I think this may be more true of tasks I’m doing for other people, on their projects, rather than when it’s been for a project of my own, because on my own projects, I tend to be more invested in the result and being able to use it and advance/improve my own project (usually a game).
You mean worn out, relieved and overjoyed at once? I know the feeling.
I’d have to say”no”. Three of my greatest accomplishments were done at work. Two occurred fairly quickly. The last took years, but it was finally approved. All three felt like a home run.
Yes, a few times, when I have been emotionally invested. I think it’s because my brain just shuts off so I can process.
No. I don’t think I’ve ever experienced that. I get super happy when something turns out well when I worked hard at it. Even if I didn’t work hard, when anything turns out well from a decision I made or some sort of plan or goal I’m so happy.
I should have added that my proposals seemed so obvious that it didn’t worth questioning. I was the low man on the totem pole, and it was a matter of finding the right audience to submit a well-written proposal who could put in place.
It comes down to logic. If there is an issue that people, even family members, complain about, then it needs to be resolved. Life is much happier that way.
I know I’ll feel numb when we get the walls done and the floor in and move my furniture back in.
Is numb like you don’t know what to do with yourself, because you don’t have to be thinking about everything that needs to get done anymore?
Numb to me is akin to a sad state of being or almost like shock, but it’s shock from something bad happening.
@JLeslie No, this was a relationship issue that had been being worked on for a long time by me and it finally seems to be resolving. I was happy about it but it was like I couldn’t let myself feel happy after such a long time striving. Perhaps it’s that I don’t really trust that it’s resolved.

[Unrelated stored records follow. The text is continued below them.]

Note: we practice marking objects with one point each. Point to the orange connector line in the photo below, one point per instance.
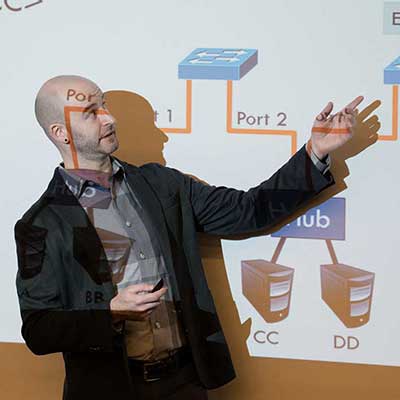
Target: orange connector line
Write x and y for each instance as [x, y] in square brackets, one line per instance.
[188, 128]
[230, 129]
[395, 116]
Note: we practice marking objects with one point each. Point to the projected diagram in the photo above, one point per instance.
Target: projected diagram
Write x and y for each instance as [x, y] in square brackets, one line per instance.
[232, 65]
[346, 290]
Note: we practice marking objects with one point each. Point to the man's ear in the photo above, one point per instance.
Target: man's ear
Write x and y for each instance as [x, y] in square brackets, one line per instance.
[58, 133]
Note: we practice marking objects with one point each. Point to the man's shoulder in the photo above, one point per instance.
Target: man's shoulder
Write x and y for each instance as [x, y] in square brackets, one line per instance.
[152, 169]
[39, 209]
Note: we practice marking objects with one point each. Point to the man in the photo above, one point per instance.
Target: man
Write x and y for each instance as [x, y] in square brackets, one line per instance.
[92, 248]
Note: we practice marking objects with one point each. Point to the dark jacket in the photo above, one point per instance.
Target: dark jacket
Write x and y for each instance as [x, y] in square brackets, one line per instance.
[64, 281]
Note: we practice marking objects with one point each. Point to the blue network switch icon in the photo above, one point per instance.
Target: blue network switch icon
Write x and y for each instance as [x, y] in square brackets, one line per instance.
[217, 63]
[391, 74]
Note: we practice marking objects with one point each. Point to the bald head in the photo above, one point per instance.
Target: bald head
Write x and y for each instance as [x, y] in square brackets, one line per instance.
[52, 98]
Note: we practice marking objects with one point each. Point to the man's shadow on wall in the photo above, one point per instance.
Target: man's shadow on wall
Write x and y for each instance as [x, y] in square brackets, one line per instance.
[142, 142]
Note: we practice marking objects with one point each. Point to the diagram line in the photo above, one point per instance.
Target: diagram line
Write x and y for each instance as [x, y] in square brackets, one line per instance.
[188, 128]
[331, 251]
[278, 250]
[395, 116]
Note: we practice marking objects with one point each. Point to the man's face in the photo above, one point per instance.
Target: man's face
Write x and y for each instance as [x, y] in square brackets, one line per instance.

@janbb That I can understand. I wasn’t thinking about relationships at all.
I don’t know if it relates to what you are going through, but if someone withholds their connection to me for a prolonged time and I think it’s way out of line, I never feel the same way about them again. It takes a lot to get me to that point. Then if eventually we are talking again or supposedly things are “ok” again, it’s never really ok for me. That’s sort of a numb feeling I guess.
I realize I’m in a relationship where the other person can be really horrible and punishing. It’s so hard if it’s someone who means a tremendous amount to you.
It would be one thing if they had some sort of epiphany that they had been wrong, but in my own experience it’s just that they are willing to not shut me out anymore, but it’s still full of walking on egg shells.
When it goes on for years it almost feels like don’t do me any favors ~. It doesn’t really feel like they had a change of heart, and hard to believe they really want a relationship, that’s the numb for me, it feels like they decided to give in and that they continue to want to have all the CONTROL. If it hasn’t been a very prolonged time I think it can go back to normal, but at first it’s like you’re not sure if it’s really happening. That’s my experience.
Hopefully, your relationship becomes what you want it to be and you’re just feeling cautious. A protective mechanism.
It’s hard to feel all of the feels when you’re in survival mode for so long.
I think some time for your brain to feel safe enough to let its guard down might help.